Arrivano gli specchi per migliorare la visibilità nella parte sottostante dello scavalco sulla 342, ma per il rifacimento della struttura, che a Bulciago attendono da anni, è ancora tutto fermo.
A riaccendere i riflettori sul manufatto, situato nel Comune di Bulciago ma al confine con Cassago e Nibionno, è un intervento dell’ex vicesindaco Luigi Ripamonti, che con la sua «minoranza esterna» sorveglia con occhi attento l’operato dell’Amministrazione di Luca Cattaneo.
Scavalco di Bulciago, la “minoranza esterna” sollecita sul tema sicurezza
Pubblicando alcune foto della parte sottostante del cavalcavia, Ripamonti ha sollecitato la posa di uno specchio per migliorare la visibilità: «Prevenire è meglio che curare: serve uno specchio parabolico sotto il cavalcavia della Ss342. Chi frequenta questo tratto sa bene quanto possa essere pericoloso: la visibilità in quel punto è ridotta ai minimi termini e incrociare un’altra vettura all’improvviso è un rischio quotidiano. È un problema vissuto in prima persona da molti di noi e, in passato, segnalato dai cittadini all’Amministrazione di Bulciago, con la richiesta di installare uno specchio stradale per migliorare la visuale» scrive Ripamonti.
E si chiede: «Sappiamo che questo cavalcavia, prima o poi (purtroppo temiamo più “poi” che “prima”), sarà oggetto di importanti lavori di ristrutturazione. Ma nel frattempo che si fa? Aspettiamo che succeda il peggio? Evitiamo il primo incidente! Installare uno specchio parabolico è un intervento rapido, economico e di fondamentale importanza per la sicurezza di tutti gli automobilisti».
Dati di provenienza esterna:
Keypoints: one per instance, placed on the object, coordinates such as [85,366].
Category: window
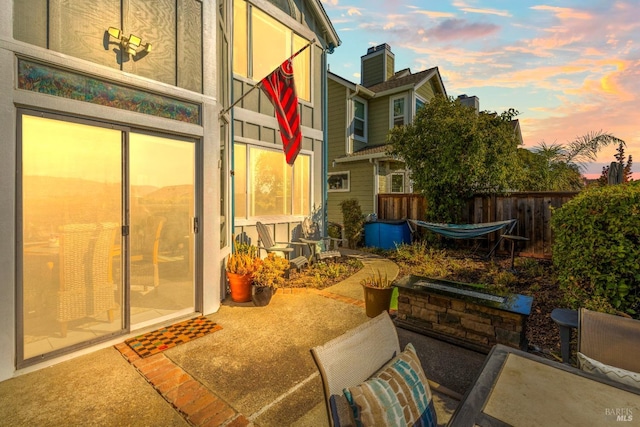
[338,181]
[360,120]
[269,45]
[397,183]
[398,111]
[266,185]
L’assessore: “Specchi in arrivo, teniamo alla sicurezza”
Ad assicurare a Ripamonti l’attenzione alla sicurezza degli automobilisti da parte dell’Amministrazione è intervenuto l’assessore alla Viabilità Nicola Corsaro, che ha annunciato l’installazione di uno specchio. «Lo specchio parabolico è una soluzione che abbiamo già preso in considerazione e che verrà installato nelle prossime settimane, in accordo con la Polizia locale – ha fatto sapere – Condividiamo la preoccupazione per la sicurezza di quel tratto, che da molti anni presenta evidenti criticità di visibilità e che fino ad oggi è sempre stato privo di uno specchio di supporto alla circolazione. Resta comunque evidente la necessità di interventi più strutturali e definitivi, di cui si parla da anni senza che abbiano ancora trovato concreta realizzazione».
Interventi che, come conferma anche il primo cittadino, ad oggi non è ancora chiaro se e quando troveranno concretizzazione.
«Li aspettiamo da anni, lo scavalco va rifatto. E’ tutto in mano ad Anas e al momento non ci sono novità» ha concluso con amarezza.